Techniques in Close Reading and Distant Reading
In contrast to close reading, with its rigorous and careful scrutiny of textual content, the goal of distant reading is forming an abstract view of the global features in one or more texts (Jänicke et al., 2015). Close reading is sometimes problematic, it is argued, because it necessarily concentrates on a vanishingly small part of the literary output of a culture, time period, or geographic region, and therefore, thousands of texts remain unread (Oberhelman, 2015). In this sense, it is “microscopic”. Part of the goal of distant reading was to recover this “great unread” (Underwood, 2017). Distant reading, however, is “macroscopic”. As originally conceived by Moretti, distant reading was not meant to replace close reading, as the former was to be used to analyze secondary literature as supplemental to direct, careful analysis of primary literature.

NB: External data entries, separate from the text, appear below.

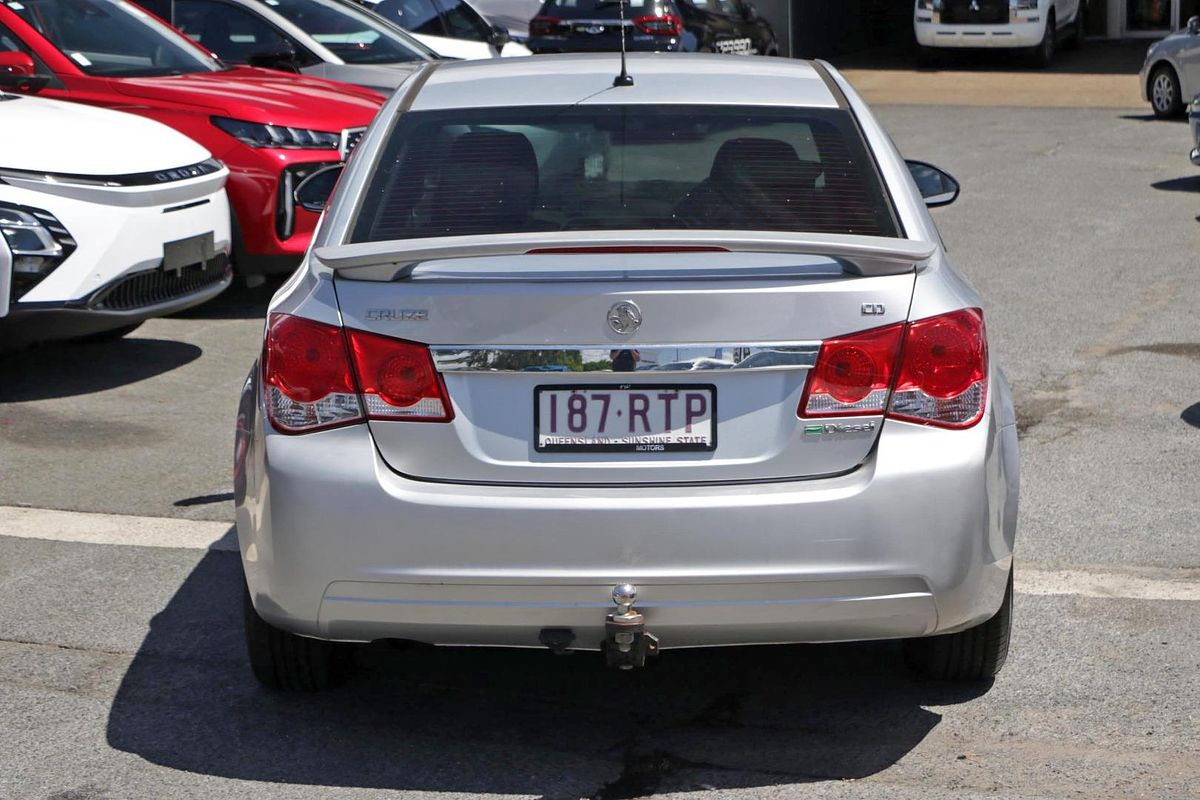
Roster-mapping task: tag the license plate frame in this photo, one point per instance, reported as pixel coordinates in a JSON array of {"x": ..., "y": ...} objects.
[
  {"x": 627, "y": 446},
  {"x": 184, "y": 253}
]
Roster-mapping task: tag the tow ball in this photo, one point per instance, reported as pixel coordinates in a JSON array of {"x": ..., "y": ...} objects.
[{"x": 627, "y": 643}]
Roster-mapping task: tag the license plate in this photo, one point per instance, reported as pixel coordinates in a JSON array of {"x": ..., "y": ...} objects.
[
  {"x": 195, "y": 251},
  {"x": 625, "y": 417}
]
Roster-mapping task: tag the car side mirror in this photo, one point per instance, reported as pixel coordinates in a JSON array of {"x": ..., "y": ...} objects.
[
  {"x": 280, "y": 58},
  {"x": 17, "y": 73},
  {"x": 936, "y": 186},
  {"x": 313, "y": 192},
  {"x": 499, "y": 36},
  {"x": 24, "y": 84}
]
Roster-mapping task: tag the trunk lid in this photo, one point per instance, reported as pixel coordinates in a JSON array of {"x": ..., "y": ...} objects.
[{"x": 741, "y": 328}]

Distant reading incorporates a quantitative dimension facilitated by computational and data analysis techniques. Distant reading is distinguished from its pre-cursors by its use of methods from the computational sciences, rather than from the social science (Underwood, 2017). It uses techniques from corpus linguistics (studying language from its corpora (sing. Corpus), which are large, structured collections of texts), information retrieval, in which digital resources are searched and obtained from a large collection of such resources, and machine learning (Underwood, 2017). Machine learning has a connection to artificial intelligence and constitutes a very large area of study that will be covered in subsequent sections and courses. For the present purposes, however, it suffices to note that machine learning algorithms are adaptive algorithms that improve their performance through the data on which they act, and specialized optimization (“learning”) approaches. Machine learning algorithms use sample data, called training data, as their input to generate a mathematical model for prediction, classification, or decision making. The resulting model is not programmed to make these predictions, classifications, or decisions. These capabilities emerge from the model based only on the training data.